Желтая зависть овладела маленьким натурфилософом, когда он узнал об успехе, которым пользуются его коллеги, и он раздраженно спросил:

«Который из них, по-вашему, выше?»

«Этого я не могу решить, — отвечал я, — так же как не могу решить, кто выше — Шехнер или Зонтаг2, но думаю…»

«Думаю! — воскликнул ящер резко и надменно, тоном глубочайшего пренебрежения. — Думать! Кто из вас думает! Мой мудрый друг, вот уже скоро три тысячи лет, как я занимаюсь наблюдениями над умственными отправлениями животных; предметом своих занятий я избрал преимущественно людей, обезьян и змей, я уделил этим странным существам столько же внимания, сколько Лионнэ3 своим сумеречным гусеницам, и в итоге своих наблюдений, опытов и анатомических сравнений я могу определенно удостоверить: люди не думают, лишь время от времени им приходит что-нибудь в голову; и эти свои совершенно непроизвольные приступы они именуют мыслями, а нанизывание их — мышлением. Но от моего имени можете это передать: люди не думают, философы не думают, не думают ни Шеллинг, ни Гегель; что касается их философии, то это сплошь — воздух и вода, как тучи небесные; мне приходилось уже видеть несметное количество таких туч, гордо и уверенно проносящихся надо мною, и в ближайшее же утро солнце превращает их в первичное ничто; существует одна-единственная истинная философия, и она начертана вечными иероглифами на моем собственном хвосте».

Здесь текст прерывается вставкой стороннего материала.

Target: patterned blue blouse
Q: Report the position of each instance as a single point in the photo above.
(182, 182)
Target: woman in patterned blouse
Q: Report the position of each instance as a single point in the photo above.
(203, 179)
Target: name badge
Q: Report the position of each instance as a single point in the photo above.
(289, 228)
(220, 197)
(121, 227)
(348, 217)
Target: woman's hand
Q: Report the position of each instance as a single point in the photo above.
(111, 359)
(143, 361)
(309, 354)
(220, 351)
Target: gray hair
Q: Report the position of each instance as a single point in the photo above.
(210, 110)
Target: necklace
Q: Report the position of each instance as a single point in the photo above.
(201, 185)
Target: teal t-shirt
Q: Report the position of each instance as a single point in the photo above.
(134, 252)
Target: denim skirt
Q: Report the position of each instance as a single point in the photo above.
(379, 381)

При этих словах, произнесенных с презрительным пафосом, старый ящер повернулся ко мне спиною, и по мере того, как он медленно удалялся, виляя хвостом, я мог созерцать на спине его чудеснейшие знаки, в пестром своем красноречии проходившие по всему хвосту.


1 Тут Гейне, как сказали бы сейчас, «потроллил» собеседника: брейган — диалектное название дорогого сорта пива. Конечно, старого ящера, гордого своей причастностью к древностям Средиземноморья, мог вывести из себя образ «новых афинян», накачивающихся столь немецким (по сравнению с такими классическими «странами вина», как и Древняя Греция, и Италия, где происходит разговор) напитком, вдобавок называя его «по-простому», причем все это — в нарочито восточном антураже. (Здесь и далее — примеч. ред.)

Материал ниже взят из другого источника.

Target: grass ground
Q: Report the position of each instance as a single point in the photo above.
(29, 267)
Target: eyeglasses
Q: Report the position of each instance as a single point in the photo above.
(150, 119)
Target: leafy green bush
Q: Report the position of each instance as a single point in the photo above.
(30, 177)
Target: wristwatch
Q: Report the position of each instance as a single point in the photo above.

2 Очередной «троллинг»: в переносе на более привычные для нас реалии эта фраза звучала бы примерно как «не могу решить, кто из певцов выше — Василий Пупкин или Федор Шаляпин». Шехнер как певица даже в 1820-х годах пользовалась известностью лишь берлинского масштаба — и после первого же выхода на сцену великой Генриетты Зонтаг (1806—1854) вопрос об их соперничестве просто не мог быть поставлен; Гейне, и сам посвятивший Зонтаг восторженные поэтические строки, понимал это ничуть не хуже, чем остальные современники.

3 Пьер Лионнэ (1708—1789), голландский натуралист и художник эпохи Просвещения. Особую известность ему принесли иллюстрации к научным трудам, посвященным анатомии беспозвоночных; наиболее наглядными из них были изображения «в разрезе» гусениц бражников, сумеречных бабочек.